Brilhava bonito, mais que o normal. É engraçado como ela faz seu papel de
coadjuvante ser importante ao ponto de confundirmo-nos, se é mesmo o
protagonista seu parceiro da peca do teatro. Sempre quando ela entra em cena
ele já saiu, ou se não saiu é ofuscada pelo seu reluzir, bom a noite prossegue
e me incomoda o fato das sirenes ligadas ultrapassarem as barreiras impostas
pela física dos travesseiros na nuca. Se eu fosse o sol, o sono faria o papel
de lua, só viria quando eu não estivesse, e como não existe forma de não estar,
o sono não viria. Noite eterna seria aquela de terça-feira. Que falar sobre seu
começo estranho? soaria sombrio, ou até mesmo pabulagem, Café mal passado,
camisa mal passada, e o passado? bom... Aquela ligação interrompendo o meu
vicío matinal de gargarejo, jornal e panqueca não me incomodaram, eu ouvia
aquela voz feminina robô enquanto me concentrava na busca incessante pelo
ingrediente perdido, “-açúcar refinado!”, comemorei alto, interrompendo a moca simpática
e previsível do outro lado da linha ao findar dentro do armário encontrando o
tao procurado ingrediente. Depois dos primeiros segundos de reflexão da
mocinha, percebendo que nada daquilo era com ela, prosseguiu com seu discurso
de boa vendedora e eu prossegui com meu malabarismo de elementos. Pescoço desconfortável
com aquela tortidao causada pelas Mãos ocupadas de cozinheiro de quinta (ou de
terca de manha). Eu refutava “Não, obrigado”, repeti aquela mesma sentença, por
algumas dezenas de vezes até a desistência da robô. E quando finalmente o
telefone resolveu fazer morada no gancho, na troca de bolas e confusões mentais
daquele instante, casca de ovo pro gancho, telefone pra frigideira e panqueca
pro lixo, mas que burro não? Parece inconcebível tamanha tolice, mas em questão
de segundos me arremessei em desespero em cima da frigideira e me perdi em
devaneios tolos causados pela fome, e no meio do caminho resolvi salvar a
panqueca pela regra dos 3 segundos de contaminação, e fiquei naquele impasse, e
duvida enquanto milésimos corriam, e aquela cena, em câmera lenta se passava
para os expectadores divinos que com certeza riam, eu ia de um lado pro outro
sem saber o que fazer.. E o telefone tocou novamente. Peguei antes mesmo de
terminar o primeiro chamado, com um misero centímetro de sua capa deformada
pelo calor,”Aloo?” eu me voltei pra lixeira, procurando aquela panqueca, que
tal fome naquele momento e stress causados pelas recorrências dos
acontecimentos, cegou-me de que aquilo agora provinha da lixeira, já passava
dos 3 segundinhos malditos, agora com a panqueca na Mao e o pescoço torto
novamente, falava com a boca cheia. “aaaai”, gritei novamente deixando o
telefone cair no chão e espatifar-se por completo. Era muito pouco tempo pra
pegar tanta temperatura, bom nunca fui bom em física, e nem em dissipação de calor,
e agora estava com a orelha queimada, me sentia um idiota, batia a panqueca no
meu rosto por seguidas vezes ate despedaça-la por completo também, pura
loucura! Pura comedia para os divinos, trabalho teve Soraia, a moca que limpa meu
apartamento nas tercas, tadinha, minha única companhia nessas ultimas semanas.

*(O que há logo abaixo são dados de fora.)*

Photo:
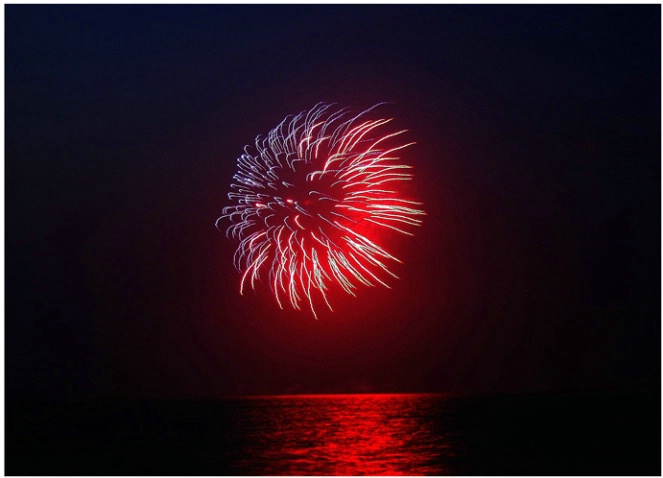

Eu agora sem namorada, que terminou por motivos de falta de atenção, dizia ela,
sem emprego por derramar café no chefe, motivo tolo? Concordo. Era só eu e a
lua, dividindo salgadinhos e refrigerante com o vento na janela. Sem panqueca,
sem café, sem ligações de telemarketing, sem confusões mentais e comedias
divinas. Foi apenas um terço da terca. Imagina que dia, E eu não paro de
lembrar disso... e essas sirenes que não param de tocar, e esse travesseiro que
não cobre o som, e esse sono que não chega! Ta parecendo sol e eu lua. E eu
achando que seria só coadjuvante.
(Gustavo Neves)
(Gustavo Neves)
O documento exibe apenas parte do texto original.